# Which book among these would you recommend for first year calculus?

I'm struggling a bit with functions(limits, squeeze theorem, etc).

I have done some research and found a list of books on calculus but I'm not sure which one would be better suited for me, so I would appreciate if some experienced people here could advise me which books would be better to master the basics so I can move on with derivatives, etc. Limits is my main problem, so I need a book which explain this in depth so I can master it. Then I'll keep going on with the same book for other chapters.

Below is the list which I found here:

• Apostol T.M. Calculus Vol. 1 Burn R.P. Numbers and Functions: Steps into Analysis
• Courant R. and John F. Introduction to Calculus and Analysis I - One of the better calculus text in print.
• Crowell B. Calculus
• Dawkins, P Calculus I and Calculus II
• Garrett P. Calculus
• Ghorpade S.R. and Limaye B.V. A Course in Calculus and Real Analysis
• Gill G.S. Calculus Bible
• Guichard D. Whitman Calculu.
• Hardy G.H. A Course of Pure Mathematics
• Hwang A.D. Calculus for Mathematicians, Computer Scientists, and Physicists: An Introduction to Abstract Mathematics
• Santos D. Differential Calculus
• Shapiro B.E. Calculus and Analysis
• Spivak M. Calculus
• Strang G. Calculus
• Thomas G.B. and Finney R.L. Calculus and Analytic Geometry
• Tranter C.J. Advanced Level Pure Mathematics
• Tranter C.J. Techniques of Mathematical Analysis
• Veeh J.A. Lectures Notes on Calculus

So far I narrowed my list down to Hardy, Spivak and Apostol based on further research, but I haven't got my hands on these books yet to compare them and I'm not sure if these books will be good for me.

Thanks.

• Ideally, you would use a combination of books.

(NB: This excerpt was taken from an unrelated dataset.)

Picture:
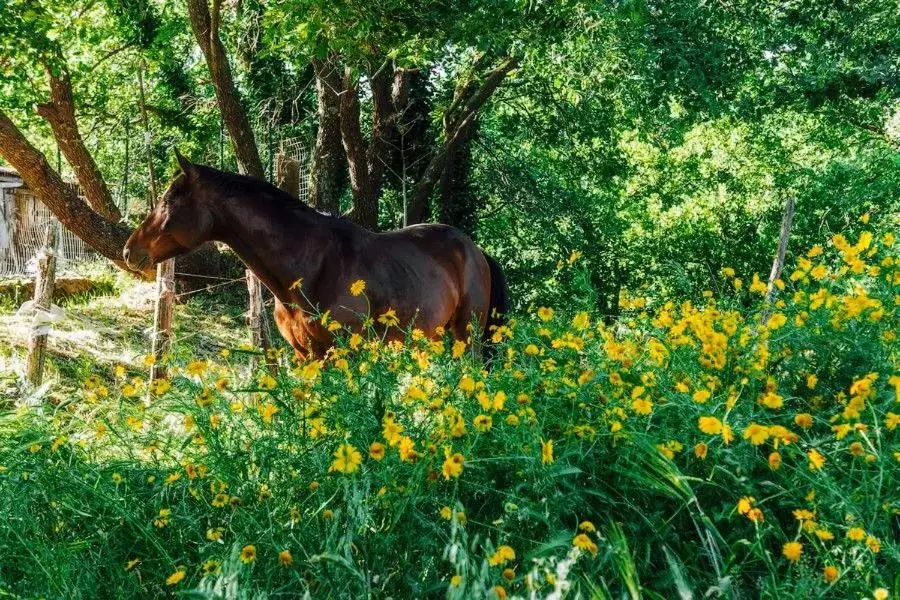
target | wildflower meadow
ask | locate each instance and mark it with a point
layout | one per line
(728, 447)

Try also adding to the list a book that has lots of exercises. I would search for this among Russian books.
– OR.
Mar 19, 2014 at 15:14
• Hardy's book is probably in the public domain by now. You can likely find it online. Mar 19, 2014 at 15:15
• hey! I'm doing limits too ( at final stage of it , solving problems etc.). I found this book Elemantary Real analysis by Thomas Bruckner,you can find it for free online by a google search. for intuition , I watched Harvey mudd lectures. Mar 20, 2014 at 9:50

Spivak is very good for learning calculus as it has very thorough explanations (though sometimes become too chatty). Be sure to do all the exercises. Have Apostol by your side too.

• On matheducators.stackexchange.com (currently in closed beta) someone mentioned that after studying math, and then tutoring several years, there still were problems in Spivak he would stay well away from... Mar 19, 2014 at 15:49
• well everybody is free to give his/her opinion...as far as i am concerned...i liked it. Mar 19, 2014 at 16:07
• @vonbrand: That's probably true. But it's no reason why an amateur should not read it. Spivak was pretty much the only text I used to grasp the $\epsilon$-$\delta$ arguments. Didn't need anything else. Mar 19, 2014 at 16:34
• +1 for Spivak. @vonbrand: the "star" questions in Spivak are not for the faint of heart; but the book is very good at building understanding. Mar 19, 2014 at 16:40

Apostol is a classical textbook that we often use also in Italy. Hardy's course is really old-fashioned, while Spivak is probably my favorite although somebody thinks it is a bit harder that Apostol's.

• Is Apostol good for a beginner in calculus? I have background in high school algebra, trigonometry. I also did functions, derivatives, etc in high school. Mar 19, 2014 at 15:18
• Yes, it definitely is. Mar 19, 2014 at 15:20

Maybe Sasane's "The How and Why of One Variable Calculus"?

http://eu.wiley.com/WileyCDA/WileyTitle/productCd-1119043387.html

You might want to look around for lecture notes on the web. E.g. the ones by William Chen cover much of the (beginning) undergaduate curriculum quite well. Going into analysis more deeply is Clark's "Honor Calculus". I'm sure you'll find plenty of good material at OCW or other places. Many courses publish homework and exams (often with complete solutions).